Does anyone know any links to find out how many municipalities contract out their Building Inspections Department to 3rd Party Inspection companies?

How many here; work for or own a 3rd Party Inspection company that contracts Building Inspections from a municipality?

Does the municipality or the contractor write the contract?

Uncle Bob


----------



## packsaddle (Jan 24, 2010)

Re: How many cities have 3rd Party Inspection Departments?

I do.


----------



## texas transplant (Jan 24, 2010)

Re: How many cities have 3rd Party Inspection Departments?

When I got to this city about one year ago they were using two outside contract inspection and plan review services.

UB,

Probably the easiest way to track cities that use outside services is to go to the websites of the third party folks.
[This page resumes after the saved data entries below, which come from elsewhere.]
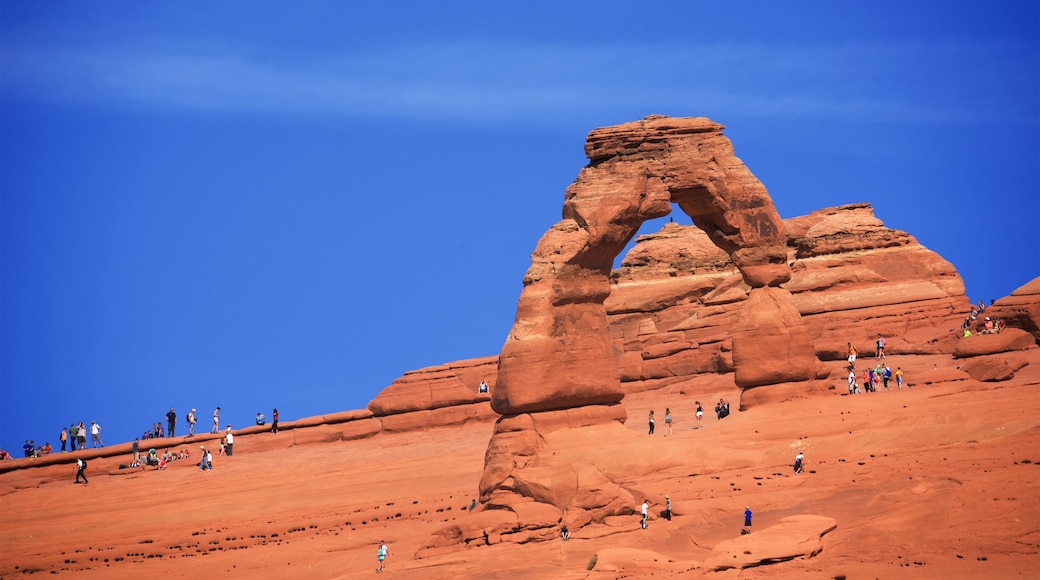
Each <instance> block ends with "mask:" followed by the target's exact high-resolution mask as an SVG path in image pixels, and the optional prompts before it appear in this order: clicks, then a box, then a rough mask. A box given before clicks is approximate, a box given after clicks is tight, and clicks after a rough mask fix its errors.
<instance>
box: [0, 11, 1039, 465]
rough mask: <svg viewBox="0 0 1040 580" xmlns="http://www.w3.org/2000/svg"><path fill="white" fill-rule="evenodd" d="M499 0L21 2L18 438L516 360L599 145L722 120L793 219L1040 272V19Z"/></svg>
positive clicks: (9, 23) (8, 56)
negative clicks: (532, 269)
mask: <svg viewBox="0 0 1040 580" xmlns="http://www.w3.org/2000/svg"><path fill="white" fill-rule="evenodd" d="M488 4H489V5H488V6H485V7H477V8H474V7H472V6H471V5H470V3H453V2H438V3H427V2H414V3H395V2H384V3H374V2H346V1H343V2H305V3H296V4H292V5H291V6H290V5H289V4H286V3H284V2H257V1H250V2H244V1H228V2H220V3H216V5H214V3H211V2H209V3H206V2H179V3H158V4H157V3H139V2H125V1H113V2H105V3H85V2H48V3H40V2H22V3H15V2H5V3H3V4H2V5H0V195H2V205H0V210H2V213H0V220H2V221H0V226H2V229H0V257H2V269H0V275H2V278H0V348H2V349H0V445H2V446H3V447H4V448H5V449H10V450H12V451H15V452H18V451H19V448H20V447H21V445H22V443H24V441H25V440H26V439H34V440H36V441H37V442H40V443H42V442H44V441H50V442H51V443H52V444H53V443H56V441H57V436H58V432H59V431H60V428H61V427H62V426H67V425H69V424H70V423H71V422H73V421H84V422H87V423H89V421H92V420H97V421H98V422H99V423H101V424H102V425H103V426H104V427H105V429H104V436H105V439H106V440H107V441H108V442H109V443H115V442H120V441H128V440H131V439H132V438H133V437H134V436H136V434H139V433H140V432H141V431H142V430H145V429H146V428H147V427H148V426H150V425H151V424H152V423H153V422H155V421H159V420H160V419H162V417H163V415H164V413H165V412H166V410H168V408H170V407H171V406H174V407H176V410H177V412H178V414H179V415H180V416H181V417H182V421H181V430H182V431H183V430H184V425H183V416H184V415H185V414H186V413H187V411H188V410H189V408H191V407H196V408H198V410H199V411H200V413H201V414H202V415H203V416H204V417H208V416H209V415H210V414H211V413H212V410H213V408H214V407H215V406H217V405H220V406H222V407H223V408H224V417H225V419H226V422H231V423H232V424H234V425H236V426H243V425H246V424H249V423H250V422H252V418H253V416H254V415H255V414H256V413H257V412H258V411H263V412H265V413H267V414H268V415H269V414H270V410H271V407H275V406H277V407H279V408H280V411H281V414H282V417H283V419H284V420H290V419H296V418H301V417H309V416H313V415H319V414H322V413H330V412H336V411H344V410H353V408H362V407H364V406H365V405H366V403H367V402H368V401H369V400H370V399H371V398H372V397H374V396H375V395H376V394H378V393H379V392H380V390H382V389H383V388H385V387H386V386H388V385H389V384H390V383H391V381H392V380H393V379H394V378H396V377H398V376H400V375H401V374H402V373H404V372H406V371H408V370H413V369H418V368H422V367H425V366H431V365H437V364H441V363H445V362H449V361H456V360H461V359H467V358H473V357H483V355H490V354H495V353H497V352H498V350H499V349H500V348H501V345H502V343H503V341H504V339H505V336H506V334H508V333H509V329H510V327H511V325H512V323H513V319H514V316H515V307H516V300H517V298H518V296H519V293H520V289H521V280H522V276H523V273H524V271H525V270H526V268H527V266H528V265H529V254H530V252H531V251H532V249H534V248H535V244H536V242H537V241H538V239H539V237H541V235H542V234H543V233H544V232H545V231H546V230H547V229H548V228H549V227H550V226H551V225H552V223H553V222H555V221H556V220H557V219H560V215H561V208H562V203H563V195H564V190H565V188H566V187H567V186H568V185H569V184H570V183H571V182H572V181H573V180H574V178H575V177H576V176H577V173H578V170H579V169H580V167H581V166H582V165H583V164H584V163H586V158H584V155H583V150H582V147H583V142H584V137H586V135H587V134H588V132H589V131H590V130H592V129H594V128H596V127H601V126H606V125H614V124H618V123H624V122H627V121H633V120H638V118H642V117H643V116H646V115H648V114H655V113H657V114H670V115H675V116H698V115H704V116H709V117H711V118H712V120H714V121H717V122H719V123H722V124H724V125H726V126H727V131H726V134H727V135H728V136H729V137H730V138H731V139H732V140H733V143H734V147H735V150H736V154H737V156H738V157H740V158H742V159H744V161H745V162H746V163H747V164H748V166H749V167H750V168H751V170H752V172H754V173H755V175H756V176H758V178H759V179H760V180H761V181H762V182H763V183H764V184H765V186H766V188H768V189H769V190H770V193H771V195H772V196H773V199H774V201H775V202H776V205H777V207H778V209H779V211H780V213H781V215H782V216H784V217H792V216H796V215H803V214H805V213H808V212H809V211H812V210H814V209H820V208H823V207H828V206H833V205H839V204H847V203H857V202H872V203H873V204H874V207H875V213H876V214H877V216H878V217H879V218H881V219H882V220H884V221H885V223H886V225H887V226H889V227H891V228H896V229H900V230H905V231H908V232H910V233H911V234H913V235H914V236H916V237H917V239H918V240H920V242H921V243H924V244H925V245H927V246H928V247H930V248H931V249H934V251H936V252H938V253H939V254H940V255H941V256H943V257H944V258H945V259H947V260H950V261H951V262H953V263H954V265H955V266H956V267H957V268H958V270H959V271H960V272H961V275H962V276H963V278H964V279H965V282H966V285H967V291H968V295H969V296H970V297H971V298H972V299H984V300H986V301H987V302H988V301H989V300H990V299H991V298H999V297H1002V296H1004V295H1007V294H1009V293H1010V292H1011V291H1012V290H1014V289H1015V288H1016V287H1018V286H1020V285H1021V284H1023V283H1025V282H1028V281H1029V280H1031V279H1033V278H1035V276H1037V275H1040V243H1038V241H1037V236H1036V223H1037V219H1038V218H1040V9H1038V7H1037V5H1036V4H1035V3H1034V2H1024V1H1023V2H948V3H944V4H943V5H942V8H941V9H937V8H936V7H934V5H932V4H931V3H914V2H840V3H838V2H768V1H749V2H738V3H737V2H726V3H722V2H712V3H707V2H615V1H608V0H604V1H598V2H588V3H586V2H524V3H514V4H509V5H504V7H503V6H499V5H498V4H499V3H488ZM675 217H676V219H677V220H679V221H681V222H684V223H688V219H687V218H685V216H681V215H676V216H675ZM657 227H659V225H658V223H655V225H648V226H647V227H646V229H645V231H653V230H655V229H656V228H657Z"/></svg>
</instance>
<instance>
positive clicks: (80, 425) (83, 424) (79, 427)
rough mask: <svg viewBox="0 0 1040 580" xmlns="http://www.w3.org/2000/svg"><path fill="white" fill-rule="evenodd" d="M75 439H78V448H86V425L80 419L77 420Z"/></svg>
mask: <svg viewBox="0 0 1040 580" xmlns="http://www.w3.org/2000/svg"><path fill="white" fill-rule="evenodd" d="M76 439H77V440H78V441H79V448H80V449H86V425H84V424H83V422H82V421H80V422H79V427H78V428H77V430H76ZM73 451H75V449H73Z"/></svg>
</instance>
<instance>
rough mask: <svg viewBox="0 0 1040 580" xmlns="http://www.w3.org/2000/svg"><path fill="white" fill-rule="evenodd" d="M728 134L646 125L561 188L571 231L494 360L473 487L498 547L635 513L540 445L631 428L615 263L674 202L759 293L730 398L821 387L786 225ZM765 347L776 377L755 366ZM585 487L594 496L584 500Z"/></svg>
mask: <svg viewBox="0 0 1040 580" xmlns="http://www.w3.org/2000/svg"><path fill="white" fill-rule="evenodd" d="M722 130H723V126H721V125H719V124H717V123H713V122H711V121H710V120H707V118H672V117H666V116H649V117H647V118H644V120H643V121H638V122H633V123H627V124H624V125H619V126H616V127H607V128H602V129H596V130H594V131H592V132H591V133H590V134H589V136H588V139H587V141H586V154H587V156H588V157H589V160H590V162H589V164H588V165H587V166H586V167H583V168H582V169H581V172H580V173H579V175H578V177H577V179H576V180H575V181H574V183H573V184H571V185H570V187H568V188H567V191H566V195H565V201H564V210H563V219H562V220H561V221H558V222H556V223H555V225H554V226H553V227H552V228H550V229H549V231H548V232H546V233H545V234H544V235H543V236H542V238H541V240H540V241H539V243H538V246H537V248H536V249H535V252H534V254H531V265H530V268H529V269H528V270H527V272H526V274H525V275H524V281H523V284H524V288H523V290H522V292H521V295H520V299H519V301H518V304H517V316H516V321H515V323H514V326H513V328H512V331H511V332H510V335H509V338H508V339H506V341H505V344H504V345H503V347H502V350H501V353H500V354H499V359H498V375H497V379H496V383H495V387H494V389H493V390H492V397H491V404H492V407H493V408H494V410H495V411H496V412H497V413H499V414H500V415H501V416H502V417H501V418H500V419H499V420H498V422H497V423H496V425H495V431H494V434H493V436H492V438H491V441H490V442H489V445H488V451H487V453H486V456H485V470H484V474H483V476H482V479H480V487H479V492H480V501H482V504H483V507H484V508H485V509H490V510H498V512H499V513H502V519H501V521H499V522H497V524H496V525H495V526H493V527H494V529H495V530H496V531H495V535H496V536H501V535H502V534H510V533H512V534H518V535H519V536H523V537H530V536H531V535H535V536H537V535H539V534H546V533H547V532H546V530H547V529H549V528H551V526H553V525H554V524H555V523H556V522H558V520H560V519H565V521H567V522H568V523H569V525H571V526H576V527H580V526H581V525H583V524H586V523H588V522H591V521H602V519H603V518H605V517H607V516H613V515H618V513H623V512H625V511H626V510H630V509H631V505H632V503H633V501H634V500H633V499H632V497H631V494H630V493H629V492H628V491H626V490H624V489H622V487H621V486H620V485H617V484H614V483H613V482H612V481H610V477H609V475H608V474H605V473H603V472H602V471H600V470H599V469H598V468H597V467H596V465H595V462H587V463H584V464H583V465H582V466H581V468H580V469H573V468H572V466H555V467H556V468H560V469H558V470H555V469H554V467H553V460H554V459H553V458H552V457H551V453H545V447H546V446H549V445H551V444H550V443H548V442H549V441H551V438H548V437H546V436H547V433H550V432H552V431H554V430H558V429H561V428H568V427H570V428H573V427H581V426H586V425H595V424H602V423H609V422H612V421H620V422H623V421H624V420H625V411H624V407H623V406H622V405H621V404H620V402H621V400H622V398H623V397H624V393H623V392H622V389H621V379H620V373H619V370H618V363H617V360H616V353H615V350H614V346H613V343H612V340H610V336H609V329H608V324H607V316H606V310H605V308H604V306H603V302H604V300H605V299H606V297H607V296H608V295H609V293H610V279H609V275H610V270H612V267H613V264H614V259H615V258H616V257H617V256H618V255H619V254H620V253H621V252H622V251H623V249H624V247H625V245H626V244H627V243H628V242H629V241H630V240H631V239H632V237H633V236H634V235H635V234H636V233H638V231H639V229H640V226H641V225H642V223H643V222H644V221H645V220H647V219H653V218H657V217H661V216H665V215H668V214H669V213H670V212H671V211H672V204H673V203H675V204H676V205H678V207H679V208H680V209H681V210H682V211H683V212H685V213H686V214H687V215H690V216H691V218H693V221H694V223H695V225H696V226H698V227H699V228H701V229H702V230H704V231H705V232H706V233H707V234H708V236H709V237H710V239H711V240H712V241H713V242H714V243H716V244H717V245H718V246H719V247H721V248H722V249H723V251H725V252H726V253H727V254H728V255H729V256H730V258H731V260H732V261H733V263H734V264H735V265H736V267H737V268H738V269H739V271H740V273H742V275H743V276H744V281H745V283H746V284H747V285H748V286H749V287H750V289H751V290H750V293H749V296H748V300H747V302H746V307H745V312H744V314H743V315H742V317H740V320H739V322H738V323H737V324H736V326H735V327H734V328H733V332H732V343H733V352H732V354H733V364H734V368H735V381H736V385H737V386H738V387H742V388H745V389H750V388H754V387H761V386H765V385H775V384H780V383H789V381H800V380H808V379H812V378H814V377H815V374H816V369H817V361H816V358H815V349H814V347H813V344H812V340H811V339H810V337H809V334H808V331H807V328H806V327H805V325H804V323H803V322H802V319H801V316H800V315H799V313H798V311H797V310H796V309H795V308H794V306H792V305H791V299H790V295H789V294H788V293H787V292H786V291H785V290H783V289H781V288H780V285H781V284H783V283H784V282H787V281H788V280H790V267H789V265H788V263H787V247H786V232H785V229H784V226H783V222H782V221H781V219H780V216H779V215H778V213H777V211H776V209H775V207H774V205H773V201H772V200H771V199H770V196H769V193H768V192H766V190H765V187H764V186H762V184H761V183H760V182H759V181H758V180H757V179H756V178H755V177H754V175H752V174H751V172H750V170H748V168H747V167H746V166H745V165H744V163H743V162H742V161H740V160H739V159H737V158H736V157H735V156H734V155H733V148H732V144H731V143H730V141H729V139H728V138H726V137H725V136H723V134H722ZM764 344H770V346H771V350H770V353H769V354H770V359H771V360H772V361H773V364H765V365H762V364H759V361H760V360H761V359H762V357H761V353H760V352H759V351H760V350H761V349H762V348H763V345H764ZM750 362H754V364H748V363H750ZM562 474H563V476H562ZM564 482H566V483H564ZM562 485H563V486H569V487H570V489H569V490H565V491H561V490H558V489H557V487H560V486H562ZM588 485H593V486H594V487H595V492H596V493H595V494H594V496H595V497H591V496H590V495H589V494H583V493H582V491H583V486H588ZM531 500H534V501H531ZM506 513H509V516H506ZM489 516H490V513H489ZM480 521H484V520H480ZM471 532H472V533H475V531H473V530H471ZM486 532H487V528H484V529H483V531H482V532H480V533H486ZM452 533H453V536H454V537H461V538H465V537H466V536H467V532H465V531H459V532H458V533H456V532H452ZM548 533H551V532H548Z"/></svg>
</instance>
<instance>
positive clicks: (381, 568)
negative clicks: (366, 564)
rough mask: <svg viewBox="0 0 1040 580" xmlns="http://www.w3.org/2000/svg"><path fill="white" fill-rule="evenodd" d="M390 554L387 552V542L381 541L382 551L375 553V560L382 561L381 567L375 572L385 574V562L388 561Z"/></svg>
mask: <svg viewBox="0 0 1040 580" xmlns="http://www.w3.org/2000/svg"><path fill="white" fill-rule="evenodd" d="M389 555H390V552H389V551H388V550H387V545H386V542H383V541H382V539H381V541H380V549H379V550H378V551H376V552H375V558H376V559H378V560H379V561H380V566H379V568H376V569H375V572H383V570H384V568H383V561H384V560H386V559H387V556H389Z"/></svg>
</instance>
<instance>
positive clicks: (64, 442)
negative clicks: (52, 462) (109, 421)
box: [26, 421, 105, 456]
mask: <svg viewBox="0 0 1040 580" xmlns="http://www.w3.org/2000/svg"><path fill="white" fill-rule="evenodd" d="M87 433H89V436H90V440H92V443H93V445H94V448H95V449H97V448H98V447H104V446H105V444H104V443H102V441H101V425H100V424H99V423H98V422H97V421H90V428H89V429H87V428H86V426H85V425H83V422H82V421H80V422H79V423H78V424H77V423H73V424H71V425H69V427H62V428H61V433H60V434H59V436H58V440H59V441H60V442H61V451H62V452H63V451H66V449H67V446H71V450H72V451H76V450H77V449H86V436H87ZM48 445H49V444H48ZM26 456H28V455H26Z"/></svg>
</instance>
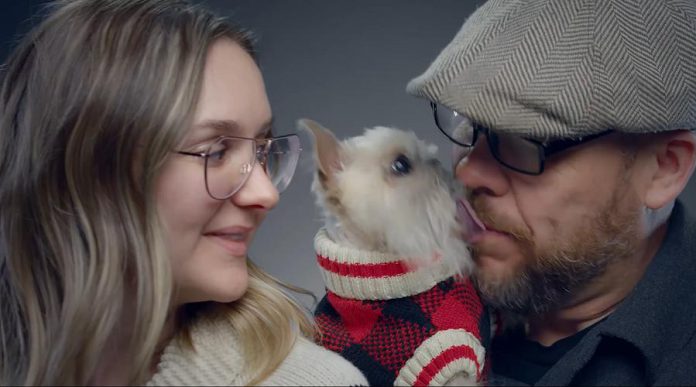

Bureau Veritas, Safe Build etc.   Of course there are alot of smaller outfits out there too.

We had the contractor provide the contract for the City Attorney to review.


----------



## mmmarvel (Jan 25, 2010)

Re: How many cities have 3rd Party Inspection Departments?

I can only speak for my time in Oregon.  There were at least 3 firms which were private firms that I dealt with (I was in special inspection at the time).  Many times several smaller communities would bind together and present a contract to a third party to have them handle the inspections in all the communities.  I had an instructor who had cobbled together 4 small towns on the coast and 'agreed' to the BO for all four, there wasn't a lot of building going on in any one town, so each town was only paying him as pretty much a part time basis.

As for the contracts, it's like all contracts.  The third party would submit a contract, the city would send it to thier attorney, there would be some negotiations and eventually it would be signed.  I know our friend Terre worked for one of the third party outfits for a while; he did not walk away with fond memories.


----------



## mmmarvel (Jan 25, 2010)

Re: How many cities have 3rd Party Inspection Departments?

Okay, that was weird - I typed in attorney and when it posted it said 'devil in a tie' - I'll put my hand on a stack of bibles that I did not type that phrase.


----------



## Mule (Jan 25, 2010)

Re: How many cities have 3rd Party Inspection Departments?

It's the Atttorny word!  :twisted:


----------



## fatboy (Jan 25, 2010)

Re: How many cities have 3rd Party Inspection Departments?

Jeff was playing with some word related software......so now when you try to type in @ttorney, it subs in devil in a tie.

 :lol: Kinda funny..........


----------



## Rick18071 (Jan 28, 2010)

Re: How many cities have 3rd Party Inspection Departments?

Don't know how many municipalities in PA use 3rd party. My guess would be most. Here's a list of 3rd parties in PA at;

 wwwdli.state.pa.us

click uniform construction code

click Certified third party agencies


----------